Ha fatto molto parlare di sé il video girato nei giorni scorsi da un’attrice, ripresa durante una passeggiata di dieci ore per le vie di New York. Vestita in abiti neri, con jeans e maglietta giro collo – un completo che non dovrebbe attrarre l’attenzione e gli sguardi altrui – ha ricevuto un centinaio di molestie da parte di uomini. Si va dal semplice «Buongiorno!» a complimenti più diretti, fino ad arrivare a tentativi di “abbordaggio” in cui la ragazza viene affiancata per diversi minuti, nonostante non dia alcuna confidenza all’“abbordatore”, che le chiede il numero di telefono per un futuro incontro. Il video è un’iniziativa dell’associazione statunitense Hollaback, che si impegna in tutto il mondo contro le discriminazioni di genere, e presenta uno spaccato molto efficace (e forse per alcuni, soprattutto uomini, inatteso) di cosa voglia dire essere una donna e camminare per strada in una grande città con un abbigliamento del tutto ordinario.
L’esperimento è stato ripetuto poi a Roma, dove Rachele Brantisano, 26 anni, si è prestata allo stesso esperimento, ottenendo esattamente lo stesso risultato: dieci ore di passeggio, oltre 100 approcci di qualche tipo.
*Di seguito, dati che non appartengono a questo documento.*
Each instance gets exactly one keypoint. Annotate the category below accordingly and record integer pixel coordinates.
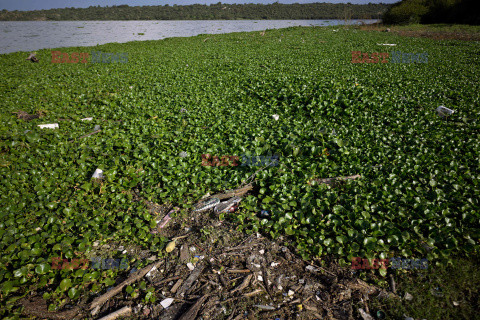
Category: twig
(191, 314)
(244, 283)
(166, 280)
(176, 286)
(98, 302)
(242, 247)
(253, 293)
(186, 286)
(125, 311)
(238, 271)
I due video (soprattutto il primo, che ha ottenuto milioni di visualizzazioni su Youtube in pochi giorni) hanno suscitato un ampio dibattito sul web, e anche molta confusione. Il fatto più preoccupante è vedere la quantità di uomini che tende a minimizzare il fatto in sé, commentando che in fondo, per la maggior parte, si è trattato di complimenti, frasi gentili, saluti, istigazioni a sorridere di più. Solo pochi i casi di vero e proprio approccio molesto. Tutte queste espressioni di apprezzamento sono però non richieste, e la libertà con cui vengono ripetute per strada denota uno scarso rispetto verso la donna oggetto di attenzioni che, se anche non si configurano come violenze sessuali, rientrano appieno nella categoria di molestie sessuali.
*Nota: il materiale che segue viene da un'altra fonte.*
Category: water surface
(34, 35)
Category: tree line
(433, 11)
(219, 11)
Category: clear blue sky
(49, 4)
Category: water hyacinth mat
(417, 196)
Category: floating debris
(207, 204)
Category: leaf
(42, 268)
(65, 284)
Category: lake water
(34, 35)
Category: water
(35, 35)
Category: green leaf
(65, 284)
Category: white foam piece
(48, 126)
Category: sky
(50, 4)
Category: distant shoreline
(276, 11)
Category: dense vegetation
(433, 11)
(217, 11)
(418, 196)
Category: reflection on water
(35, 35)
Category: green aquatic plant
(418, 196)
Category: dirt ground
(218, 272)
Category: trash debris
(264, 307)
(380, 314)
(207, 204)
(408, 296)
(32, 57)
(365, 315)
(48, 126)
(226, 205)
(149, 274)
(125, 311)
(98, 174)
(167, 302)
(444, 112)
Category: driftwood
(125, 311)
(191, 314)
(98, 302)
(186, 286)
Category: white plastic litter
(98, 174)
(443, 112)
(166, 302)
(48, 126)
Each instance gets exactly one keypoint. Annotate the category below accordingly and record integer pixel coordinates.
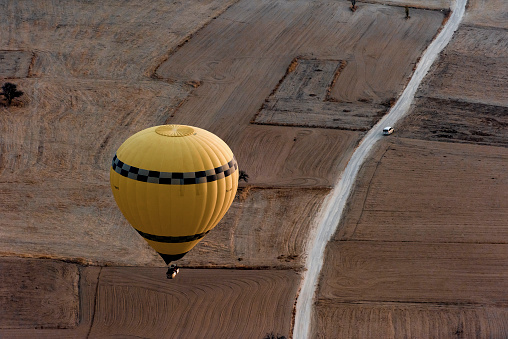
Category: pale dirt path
(334, 204)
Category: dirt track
(92, 80)
(422, 248)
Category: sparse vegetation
(10, 91)
(243, 176)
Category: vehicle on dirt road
(388, 130)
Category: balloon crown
(174, 130)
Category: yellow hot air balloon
(174, 183)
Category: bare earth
(291, 86)
(421, 251)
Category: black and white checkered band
(174, 178)
(173, 240)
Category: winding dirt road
(334, 204)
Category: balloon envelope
(174, 183)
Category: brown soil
(38, 294)
(422, 245)
(141, 302)
(100, 71)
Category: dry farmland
(291, 86)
Il fatto che per un uomo questo trattamento non sia previsto è già una testimonianza che ci sia in atto una discriminazione. Poco importa che di tanto in tanto possa capitare: si tratta sempre di casi isolati, rari, al punto che possono arrivare a fare piacere. È un altro campo da gioco. Qui stiamo parlando di comportamenti che invece una donna deve fronteggiare ogni giorno, ripetutamente. Al punto da arrivare a non sentirsi sicura, a percepire se stessa e il suo corpo sempre come sotto osservazione, ricoperto da attenzioni non richieste, costretta ad attraversare le città (non tutte, per fortuna) senza guardarsi troppo in giro o incrociare sguardi che potrebbero essere interpretati come “complici”. «Non necessariamente si può pensare a queste parole e frasi come a delle molestie. Ma vanno considerate l’intenzione e l’intonazione della voce. Cambiano tutto». Cambiano anche, ha spiegato Shoshana B. Roberts, il «linguaggio del corpo: mi devo censurare. Non mi fanno sentire al sicuro».
Non è un video a cambiare le cose, ma è già qualcosa che se ne parli: forse qualcuno deciderà di impegnarsi in azioni specifiche contro il sessismo diffuso. «Quanti episodi filmati di nascosto – si chiede la giornalista americana Jessica Valenti –, screenshot di minacce di stupro o filmati in ascensore dovremmo ancora rendere pubblici perché gli uomini prendano parola contro tutto questo? Sono stanca che le donne debbano costantemente “dimostrare” che la discriminazione e le molestie esistono». Domanda legittima, intanto vi invitiamo a dare un’occhiata ai video, forse potrebbero essere il giusto stimolo per molti uomini a iniziare a parlare e attivarsi affinché le città diventino luoghi più sicuri, per tutti.